General Motors Co. has proposed a $2.8 billion injection of fresh funds into its South Korean unit over the next 10 years as the automaker discusses its restructuring plans with the government in Seoul, Bloomberg News reported, citing Hong Young-pyo, a lawmaker from South Korea's ruling party.
The new investment will be used for the production of new models, research and development, renovation and the revamp of GM's struggling South Korean unit which has debt of about 3 trillion won, Hong said.
A spokesperson at GM Korea confirmed the product plan for the business, saying it will be announced in March and will require "a significant amount of spending," Bloomberg News reported.
The spokesperson did not specify how much financial backing GM is seeking from South Korea to fund the investment plan. Hong, however, said the amount is expected to be about 500 billion won.
Hong also said that the automaker is considering a $2.7 billion debt-for-equity swap for GM Korea. Earlier, Reuters reported that GM had proposed converting about $2.2 billion in debt owed by its South Korean business into equity.

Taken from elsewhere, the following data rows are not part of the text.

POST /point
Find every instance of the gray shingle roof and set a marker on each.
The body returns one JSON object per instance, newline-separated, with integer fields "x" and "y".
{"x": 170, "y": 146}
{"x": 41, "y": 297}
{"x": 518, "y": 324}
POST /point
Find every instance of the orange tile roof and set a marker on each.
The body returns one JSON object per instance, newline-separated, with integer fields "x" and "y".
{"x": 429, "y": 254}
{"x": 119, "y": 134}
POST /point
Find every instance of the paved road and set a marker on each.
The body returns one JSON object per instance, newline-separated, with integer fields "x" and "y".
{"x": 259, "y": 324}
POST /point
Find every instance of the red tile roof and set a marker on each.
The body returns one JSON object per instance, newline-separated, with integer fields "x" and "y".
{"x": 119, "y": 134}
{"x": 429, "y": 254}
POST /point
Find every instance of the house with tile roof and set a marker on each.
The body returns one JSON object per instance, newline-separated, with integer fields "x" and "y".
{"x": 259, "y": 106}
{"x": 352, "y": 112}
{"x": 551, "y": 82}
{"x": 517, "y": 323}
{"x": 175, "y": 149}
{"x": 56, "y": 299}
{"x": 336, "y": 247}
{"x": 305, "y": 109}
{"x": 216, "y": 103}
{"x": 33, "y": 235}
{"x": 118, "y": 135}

In return, the Detroit automaker wants financial support and tax benefits from Seoul.
Meanwhile, South Korea's trade minister said the government needs to look first into GM's "opaque" management in the country before it could give the green light to the company's investment proposal, Reuters said in a separate report.
"By opaque we mean the high rate of profits to raw material costs, interest payments regarding loans and unfair financial support made to GM's headquarters," trade minister Paik Un-gyu was quoted as saying by Reuters.
On Feb. 12, GM Korea said it will shut down its Gunsan facility by the end of May as it decides on the fate of its three other South Korean plants.
As of Feb. 20, US$1 was equivalent to 1,073.30 South Korean won.